2.3.5 Data Protection
Standard 2.3.5: MDAs, LGAs and other stakeholders must observe individual data confidentiality throughout the production process to ensure that survey data are handled to avoid disclosure.

The guidelines for this standard are: Guideline 2.3.5.1: For surveys that include confidential data, establish procedures and mechanisms to ensure the information’s protection during the production, use, storage, transmittal, and disposition of the survey data in any format (e.g., completed survey forms, electronic files, and printouts).

Guideline 2.3.5.2: Ensure that
(a) Individually-identifiable survey data are protected;
(b) Data systems and electronic products are protected from unauthorized intervention; and (c) Data files, network segments, servers, and desktop PCs are electronically secure from malicious software and intrusion using best available information resource security practices that are periodically monitored and updated.

Statistical Methods, Standards and Guidelines 22

Guideline 2.3.5.3: Controlled access to data sets so that only specific, authorized individuals working on a particular data set can have read only, or write only, or both read and write access to that data set. Data set access rights are to be periodically reviewed by the IT manager responsible for that dataset in order to guard against unauthorized release or alteration.

2.3.6 Quality Evaluations
Standard 2.3.6: MDAs, LGAs and other stakeholders must evaluate the quality of the data and make the evaluation public (through technical notes and documentation included in reports of results or through a separate report) to allow users to interpret results of analyses, and to help designers of future surveys to focus on improvement efforts.

The guidelines for this standard are: Guideline 2.3.6.1: Include an evaluation component in the survey plan that evaluates survey procedures and results. Review past surveys similar to the one being planned to determine likely sources of error, appropriate evaluation methods, and problems that are likely to be encountered. Address the following areas:

(a) Potential sources of errors, both sampling and non-sampling may include: (i) Coverage error (including frame errors); (ii) Non response error; (iii) Measurement error, including sources from the instrument, interviewers, respondents, changes associated with time of the object or phenomenon being measured, type of questions – biased or leading ones and collection process; and (iv) Data processing error (e.g., keying, coding, editing, and imputation error);

(b) How sampling error will be measured, including variance estimation and studies to isolate error components; and

(c) Make evaluation studies public to inform data users.

Statistical Methods, Standards and Guidelines 23

2.4
ESTIMATES AND PROJECTIONS

2.4.1 Developing Estimates and Projections
Standard 2.4.1: MDAs, LGAs and other stakeholders must use accepted theory and methods when deriving direct survey-based estimates, as well as model-based estimates and projections that use survey data. Error estimates must be calculated and disseminated to support assessment of the appropriateness of the uses of the estimates or projections. MDAs, LGAs and other stakeholders must plan and implement evaluations to assess the quality of the estimates and projections.

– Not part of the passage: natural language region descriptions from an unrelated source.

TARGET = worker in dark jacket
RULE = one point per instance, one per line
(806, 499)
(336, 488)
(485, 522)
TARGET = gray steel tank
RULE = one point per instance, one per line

The guidelines for this standard are: Guideline 2.4.1.1: Develop direct survey estimates by employing sampling weights appropriate for the sample design to calculate population estimates. However, MDAs, LGAs and stakeholders may employ an alternative method (e.g., ratio estimators) to calculate population estimates if they have evaluated it and determined that it leads to acceptable results.

Guideline 2.4.1.2: Calculate variance estimates by a method appropriate to a survey’s sample design taking into account probabilities of selection, stratification, clustering, and the effects of non-response, post-stratification and ranking. The estimates must reflect any design effect resulting from a complex design.

Guideline 2.4.1.3: Document methods used to generate estimates and projections to help ensure objectivity, utility, transparency and reproducibility of the estimates and projections (For details on documentation, see 2.7.2). Also, archive data so the estimates/projections can be reproduced.

For population projections using e.g. exponential method or natural growth method compare advantages and disadvantages of each method.